Pour le choix des mots et des sens, l’Académie proclame dans sa préface le principe qu’elle a suivi : elle a entendu « se retrancher à la langue commune, telle qu’elle est dans la conversation des honnêtes gens et telle que les orateurs et les poètes l’emploient, ce qui comprend tout ce qui peut servir à la noblesse et à l’élégance du discours. » Elle aurait donc laissé de côté les termes des arts et des sciences, qui ne sont pas « de la langue commune des honnêtes gens, » et les mots qui manquent « de noblesse et d’élégance. » Mais, fort heureusement, elle ne s’en tint pas à ce programme. Dans le premier ordre d’idées, le Dictionnaire de 1694 est, en effet, assez exclusif, et il est intéressant de voir, en parcourant les éditions successives, la langue technique et scientifique pénétrer de plus en plus dans la langue commune. Mais, au second point de vue, l’Académie n’adopta pas, comme on aurait pu le croire d’après la préface, les idées strictes des puristes.
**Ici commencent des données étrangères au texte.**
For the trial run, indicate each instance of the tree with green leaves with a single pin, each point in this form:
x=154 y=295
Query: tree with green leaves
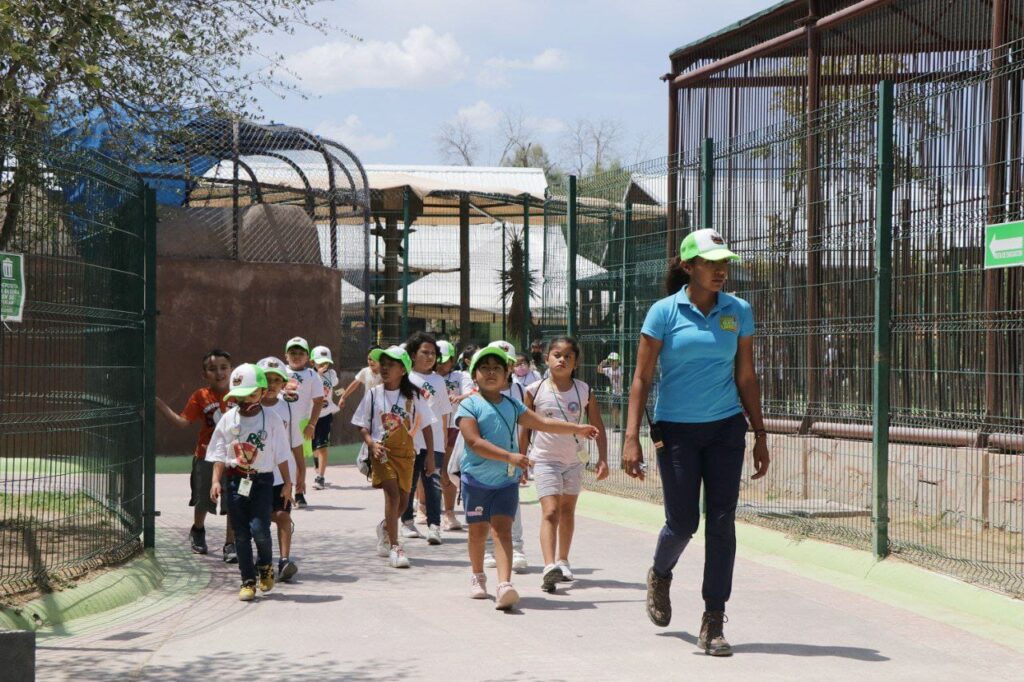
x=131 y=60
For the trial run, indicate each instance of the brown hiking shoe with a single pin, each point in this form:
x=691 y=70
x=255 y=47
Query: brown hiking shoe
x=658 y=602
x=712 y=638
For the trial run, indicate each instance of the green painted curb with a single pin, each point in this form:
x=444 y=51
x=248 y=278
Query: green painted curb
x=975 y=609
x=109 y=591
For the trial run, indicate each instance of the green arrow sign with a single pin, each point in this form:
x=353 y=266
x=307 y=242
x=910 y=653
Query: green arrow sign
x=1005 y=245
x=11 y=286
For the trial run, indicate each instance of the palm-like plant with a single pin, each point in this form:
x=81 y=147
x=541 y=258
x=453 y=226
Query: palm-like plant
x=518 y=286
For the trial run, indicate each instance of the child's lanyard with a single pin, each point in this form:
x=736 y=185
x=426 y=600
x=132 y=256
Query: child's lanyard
x=555 y=394
x=262 y=429
x=504 y=421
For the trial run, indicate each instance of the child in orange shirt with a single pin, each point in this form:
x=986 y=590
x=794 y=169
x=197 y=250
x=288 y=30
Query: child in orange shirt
x=206 y=406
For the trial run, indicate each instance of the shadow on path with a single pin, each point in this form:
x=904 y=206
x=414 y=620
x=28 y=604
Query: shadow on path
x=791 y=649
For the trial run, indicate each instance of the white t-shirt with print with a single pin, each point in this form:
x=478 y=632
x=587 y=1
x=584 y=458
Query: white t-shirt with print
x=567 y=406
x=284 y=410
x=265 y=430
x=379 y=401
x=435 y=392
x=310 y=388
x=614 y=375
x=330 y=381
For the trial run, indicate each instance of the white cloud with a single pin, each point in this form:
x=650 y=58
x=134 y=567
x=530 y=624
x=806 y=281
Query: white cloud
x=545 y=125
x=423 y=59
x=351 y=133
x=496 y=70
x=480 y=116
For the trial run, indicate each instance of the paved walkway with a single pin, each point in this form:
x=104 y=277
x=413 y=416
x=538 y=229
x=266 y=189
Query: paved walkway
x=348 y=616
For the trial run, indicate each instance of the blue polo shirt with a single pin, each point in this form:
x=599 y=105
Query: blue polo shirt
x=698 y=356
x=498 y=425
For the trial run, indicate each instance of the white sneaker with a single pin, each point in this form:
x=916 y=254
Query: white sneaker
x=397 y=558
x=433 y=536
x=507 y=597
x=383 y=544
x=478 y=587
x=552 y=577
x=519 y=563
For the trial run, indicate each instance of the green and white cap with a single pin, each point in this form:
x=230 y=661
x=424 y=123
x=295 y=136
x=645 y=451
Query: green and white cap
x=505 y=346
x=394 y=352
x=446 y=350
x=708 y=244
x=246 y=380
x=491 y=349
x=297 y=341
x=275 y=366
x=322 y=354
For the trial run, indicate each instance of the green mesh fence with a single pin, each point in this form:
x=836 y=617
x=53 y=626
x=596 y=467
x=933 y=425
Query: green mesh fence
x=809 y=238
x=72 y=369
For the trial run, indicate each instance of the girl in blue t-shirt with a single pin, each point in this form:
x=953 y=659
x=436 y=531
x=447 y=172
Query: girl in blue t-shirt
x=492 y=467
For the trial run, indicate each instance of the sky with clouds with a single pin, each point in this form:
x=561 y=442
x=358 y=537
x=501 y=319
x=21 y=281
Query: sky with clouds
x=422 y=62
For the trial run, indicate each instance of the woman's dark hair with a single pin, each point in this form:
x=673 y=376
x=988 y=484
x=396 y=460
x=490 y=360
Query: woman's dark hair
x=675 y=278
x=414 y=342
x=572 y=344
x=216 y=352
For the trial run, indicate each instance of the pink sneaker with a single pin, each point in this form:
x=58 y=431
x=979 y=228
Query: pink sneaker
x=478 y=587
x=507 y=597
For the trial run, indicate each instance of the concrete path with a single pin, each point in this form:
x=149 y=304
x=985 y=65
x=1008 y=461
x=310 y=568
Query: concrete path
x=348 y=616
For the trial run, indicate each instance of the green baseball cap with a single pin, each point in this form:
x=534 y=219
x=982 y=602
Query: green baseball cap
x=446 y=350
x=708 y=244
x=273 y=366
x=246 y=380
x=297 y=341
x=394 y=352
x=483 y=352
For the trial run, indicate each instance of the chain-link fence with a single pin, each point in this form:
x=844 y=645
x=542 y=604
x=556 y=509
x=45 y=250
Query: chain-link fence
x=929 y=465
x=73 y=249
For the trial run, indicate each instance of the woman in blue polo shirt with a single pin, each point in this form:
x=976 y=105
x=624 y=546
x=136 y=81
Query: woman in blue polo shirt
x=704 y=339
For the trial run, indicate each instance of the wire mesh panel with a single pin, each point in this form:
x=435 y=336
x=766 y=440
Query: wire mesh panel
x=71 y=371
x=956 y=495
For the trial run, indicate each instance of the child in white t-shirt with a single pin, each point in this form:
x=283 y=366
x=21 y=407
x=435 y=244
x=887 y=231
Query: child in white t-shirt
x=305 y=391
x=322 y=434
x=459 y=385
x=246 y=446
x=559 y=460
x=389 y=417
x=422 y=350
x=276 y=377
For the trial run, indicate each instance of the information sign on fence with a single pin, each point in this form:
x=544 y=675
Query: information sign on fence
x=11 y=286
x=1005 y=245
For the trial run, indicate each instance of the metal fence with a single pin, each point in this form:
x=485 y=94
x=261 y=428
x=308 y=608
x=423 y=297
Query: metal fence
x=72 y=369
x=891 y=361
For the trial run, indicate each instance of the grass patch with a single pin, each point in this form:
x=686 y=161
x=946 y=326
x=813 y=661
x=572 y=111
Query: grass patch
x=182 y=463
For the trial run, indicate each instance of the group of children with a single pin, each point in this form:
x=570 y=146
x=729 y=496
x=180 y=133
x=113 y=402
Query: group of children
x=472 y=434
x=259 y=422
x=476 y=434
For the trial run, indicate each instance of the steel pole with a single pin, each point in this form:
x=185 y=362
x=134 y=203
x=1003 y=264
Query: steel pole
x=570 y=210
x=883 y=327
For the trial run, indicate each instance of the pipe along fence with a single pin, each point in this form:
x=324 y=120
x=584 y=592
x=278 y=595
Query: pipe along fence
x=76 y=361
x=890 y=359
Elle admit beaucoup plus de mots que n’en acceptaient les raffinés[1] ; seulement elle en désigna un assez grand nombre comme « vieux » ou comme « bas, » indiquant ainsi que, tout en faisant partie de la langue courante, ils n’appartenaient pas au style choisi. Ces désignations, qui ont été maintenues par la suite, mais dont l’attribution avarié, sont fort précieuses pour l’histoire de la langue littéraire. On voit des mots qui, au XVIIe siècle, étaient considérés comme « vieillissans » ou même « vieux », perdre ces qualificatifs et être considérés comme de plein usage, justifiant ainsi le mot célèbre d’Horace ; en revanche beaucoup de ces mêmes mots disparaissent plus ou moins tôt : ils ont si bien vieilli qu’ils sont morts. Des mots qualifiés de « bas, » de « populaires, » ou simplement de « familiers » sont aussi, avec le temps, débarrassés de ce stigmate ; il est beaucoup plus rare que l’inverse se produise, la tendance de la littérature française ayant été, surtout depuis un siècle, d’ouvrir de plus en plus largement ses portes à tous les mots de la langue. Les notations dont il s’agit n’en subsistent pas moins, pour un nombre considérable de termes et d’emplois, dans la dernière édition, et subsisteront dans la prochaine. Elles sont

  1. Cette tolérance souleva naturellement des protestations : on alla jusqu’à publier un Dictionnaire des Halles, « tiré du Dictionnaire de l’Académie. » Mézeray au contraire, Furetière et d’autres reprochaient à l’Académie sa timidité.